それから上田さんは次々と作品を発表されていくんですけれども、その中で気づきを得るということがあると思います。いろいろな違和感が生まれて、宝塚を辞められたということがあると思うんですけど、その辺りいかがでしょう。

上田
宝塚に入って演出家となって作品をやらせてもらうようになって5年ぐらいしたころでしょうか。2018年だったか、自分自身が今違うことをやるにいたる転機が始まった年があるんですけど、夏が暑くてゲリラ豪雨が多発した年だったと思います。私はそれまであまりにも演出助手の仕事や慣れない創作活動が大変だったことがあって、常に冷房が効いているような室内にいて視野がとても狭くなって、社会がどう変化しているかとかそういうことに気づく暇がなくて。夏が暑くなっているということにも気がつかなくなっていました。ただキャリアが上がるにつれて少しずつ自分の時間はできるようになっていて、それまで昼にあまりほっつき歩いたりしなかったんですけど、出歩けるようになって、すごい暑いなってことに気がつきました。

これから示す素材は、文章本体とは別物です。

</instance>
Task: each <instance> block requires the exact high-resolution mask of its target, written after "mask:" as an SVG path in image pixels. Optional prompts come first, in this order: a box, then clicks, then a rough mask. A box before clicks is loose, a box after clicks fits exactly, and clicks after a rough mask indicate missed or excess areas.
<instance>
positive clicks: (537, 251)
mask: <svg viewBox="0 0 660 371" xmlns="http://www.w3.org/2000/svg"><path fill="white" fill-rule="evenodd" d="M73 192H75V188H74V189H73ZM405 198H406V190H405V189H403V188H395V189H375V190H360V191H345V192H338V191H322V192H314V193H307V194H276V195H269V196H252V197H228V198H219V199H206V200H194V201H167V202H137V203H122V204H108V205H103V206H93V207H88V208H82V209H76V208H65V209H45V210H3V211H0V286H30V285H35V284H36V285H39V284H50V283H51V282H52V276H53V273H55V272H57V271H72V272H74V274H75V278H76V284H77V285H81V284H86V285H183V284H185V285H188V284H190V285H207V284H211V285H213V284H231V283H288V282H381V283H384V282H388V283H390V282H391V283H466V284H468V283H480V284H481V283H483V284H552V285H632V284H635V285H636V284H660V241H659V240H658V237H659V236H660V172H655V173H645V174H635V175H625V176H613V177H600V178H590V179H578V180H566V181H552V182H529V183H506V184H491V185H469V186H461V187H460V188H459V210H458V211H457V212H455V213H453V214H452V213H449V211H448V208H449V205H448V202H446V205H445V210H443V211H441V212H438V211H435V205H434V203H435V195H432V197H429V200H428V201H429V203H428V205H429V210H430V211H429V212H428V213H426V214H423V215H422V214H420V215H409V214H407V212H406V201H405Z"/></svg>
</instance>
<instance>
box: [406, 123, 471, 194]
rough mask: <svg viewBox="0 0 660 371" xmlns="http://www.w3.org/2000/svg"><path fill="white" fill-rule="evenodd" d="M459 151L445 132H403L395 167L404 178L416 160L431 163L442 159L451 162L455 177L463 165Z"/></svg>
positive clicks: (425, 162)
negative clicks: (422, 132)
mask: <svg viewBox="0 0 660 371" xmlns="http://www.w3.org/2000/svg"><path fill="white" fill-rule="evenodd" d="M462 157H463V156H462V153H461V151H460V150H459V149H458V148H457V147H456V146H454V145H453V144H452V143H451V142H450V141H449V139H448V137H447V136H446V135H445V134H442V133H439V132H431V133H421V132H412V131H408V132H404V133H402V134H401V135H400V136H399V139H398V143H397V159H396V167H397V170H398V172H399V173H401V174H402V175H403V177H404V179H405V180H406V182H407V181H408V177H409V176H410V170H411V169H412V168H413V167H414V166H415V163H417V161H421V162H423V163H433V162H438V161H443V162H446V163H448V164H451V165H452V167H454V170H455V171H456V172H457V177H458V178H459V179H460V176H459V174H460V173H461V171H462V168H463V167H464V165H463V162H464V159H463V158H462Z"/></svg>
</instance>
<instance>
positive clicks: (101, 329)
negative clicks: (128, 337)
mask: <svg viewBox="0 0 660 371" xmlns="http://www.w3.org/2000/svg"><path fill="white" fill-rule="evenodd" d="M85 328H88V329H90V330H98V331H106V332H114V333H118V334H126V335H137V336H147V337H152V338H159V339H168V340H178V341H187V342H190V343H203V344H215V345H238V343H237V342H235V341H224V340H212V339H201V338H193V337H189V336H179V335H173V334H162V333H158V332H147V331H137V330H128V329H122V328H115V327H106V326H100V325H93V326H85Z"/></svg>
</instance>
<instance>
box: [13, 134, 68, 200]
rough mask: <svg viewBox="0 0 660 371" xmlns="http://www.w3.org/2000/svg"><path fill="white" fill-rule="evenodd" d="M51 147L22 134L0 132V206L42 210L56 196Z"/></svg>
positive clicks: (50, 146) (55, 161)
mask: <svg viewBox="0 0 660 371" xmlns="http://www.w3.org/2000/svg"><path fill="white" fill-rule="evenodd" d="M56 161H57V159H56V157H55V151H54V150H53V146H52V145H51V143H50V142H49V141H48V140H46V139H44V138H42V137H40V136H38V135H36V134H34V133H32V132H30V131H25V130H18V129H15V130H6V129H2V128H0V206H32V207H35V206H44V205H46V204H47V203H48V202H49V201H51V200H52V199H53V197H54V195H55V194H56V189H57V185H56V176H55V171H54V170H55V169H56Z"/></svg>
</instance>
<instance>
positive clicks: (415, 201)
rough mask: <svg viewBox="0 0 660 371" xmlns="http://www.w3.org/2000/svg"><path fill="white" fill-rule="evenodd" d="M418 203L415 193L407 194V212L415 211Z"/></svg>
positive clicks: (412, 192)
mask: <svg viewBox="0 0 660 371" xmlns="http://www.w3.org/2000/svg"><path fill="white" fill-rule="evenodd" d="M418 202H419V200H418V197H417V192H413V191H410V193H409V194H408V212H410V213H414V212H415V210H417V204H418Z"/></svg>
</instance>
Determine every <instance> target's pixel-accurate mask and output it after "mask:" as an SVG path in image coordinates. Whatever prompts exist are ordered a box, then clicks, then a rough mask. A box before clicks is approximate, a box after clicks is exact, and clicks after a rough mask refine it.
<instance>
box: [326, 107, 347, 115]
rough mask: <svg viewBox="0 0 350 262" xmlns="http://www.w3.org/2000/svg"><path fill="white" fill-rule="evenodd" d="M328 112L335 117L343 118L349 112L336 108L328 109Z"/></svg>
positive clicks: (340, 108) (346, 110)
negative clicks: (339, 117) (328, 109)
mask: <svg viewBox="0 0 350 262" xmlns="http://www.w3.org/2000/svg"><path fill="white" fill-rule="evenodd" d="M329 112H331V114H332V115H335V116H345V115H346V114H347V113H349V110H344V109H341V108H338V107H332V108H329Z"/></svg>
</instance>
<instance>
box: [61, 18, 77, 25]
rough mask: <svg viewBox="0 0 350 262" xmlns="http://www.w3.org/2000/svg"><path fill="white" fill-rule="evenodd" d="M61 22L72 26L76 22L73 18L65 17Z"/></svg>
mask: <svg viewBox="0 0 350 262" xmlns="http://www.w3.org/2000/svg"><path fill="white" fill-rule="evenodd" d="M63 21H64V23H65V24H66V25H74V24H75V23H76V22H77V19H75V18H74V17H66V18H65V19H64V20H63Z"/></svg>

町が全部白飛びして見えるほど、太陽の光が強くて、日本ってもともと夏暑かったけれどこんなことはなかったんじゃないのかなという気がしました。北アフリカとか、砂漠の国で見るような景色でした。
そのときに恐怖を覚えました。マンションを出る時に管理人さんが、今日も暑いですね気をつけて行ってらっしゃいみたいな挨拶をしてくれるんです。笑顔で「暑いですね」と皆さんがその熱さを話題にしてにこやかに喋っているっていうことに気がついて、私は浦島太郎的にびっくりしているけど、この人たちはずっと10年間少しずつ暑くなるのを感じているから、去年に比べてちょっと暑いなぐらいの感じでにこやかに対応できるのかなって。
本当にこの熱をスルーしていいんだろうかみたいな気持ちがしました。
さらに気づいてみたら、日本経済の失われた20年が、いつの間にか失われた30年になっていたんですね。かなりうっかりしていたんですけど、それぐらい自分は竜宮城状態で一つの劇団にいた。